The Older You Are—The Better it Gets!
When I first decided to move to Palm Springs two years ago, I was above all enchanted by the weather—anything but the damp cold winters of Mid-Atlantic Delaware or its hot and very humid summers.
The Palm Springs Art Museum was a revelation after having been a Winterthur Museum and Gardens member, and knowing well the Delaware Art Museum with its peerless Pre-Raphaelite, Howard Pyle and John Sloan collections (its focus; however, is not primarily on contemporary art). But our museum is something else!
I was admitted to the docent training program, superbly taught and run by Glenn Wilhite and Robert Brasier, which is demanding.
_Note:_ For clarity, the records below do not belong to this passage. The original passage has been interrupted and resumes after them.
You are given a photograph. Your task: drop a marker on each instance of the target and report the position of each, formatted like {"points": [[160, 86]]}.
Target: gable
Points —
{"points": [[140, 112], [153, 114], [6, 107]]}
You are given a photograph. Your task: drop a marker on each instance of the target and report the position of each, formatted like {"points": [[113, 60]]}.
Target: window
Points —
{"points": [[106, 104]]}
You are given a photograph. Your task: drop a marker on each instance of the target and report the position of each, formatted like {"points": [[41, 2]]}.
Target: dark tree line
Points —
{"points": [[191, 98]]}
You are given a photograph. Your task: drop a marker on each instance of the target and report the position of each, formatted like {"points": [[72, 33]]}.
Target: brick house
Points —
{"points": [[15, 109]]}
Above all, it offers a degree of cultural enrichment that was unanticipated, opening as it did to me the entire world of contemporary art.
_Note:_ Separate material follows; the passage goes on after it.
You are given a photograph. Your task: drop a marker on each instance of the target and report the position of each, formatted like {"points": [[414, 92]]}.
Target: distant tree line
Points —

Last year, having some funds that I wanted to invest, I could think of no better place than the museum. Nowadays, interest rates and dividend levels certainly discourage investment in CDs, savings accounts and the stock market - but for seniors like me, age 70 or older, who would also like to leave money to the museum, the ideal solution could well be a Charitable Gift Annuity.
Let me use my own example. I created my Gift Annuity first of all because my rate of return, guaranteed for life, is 6.40%. I received a charitable tax deduction of 45% of the amount invested. In addition, 75% of the semi-annual payment that I receive is tax-free for 11 years. On my death, the remainder comes to this museum.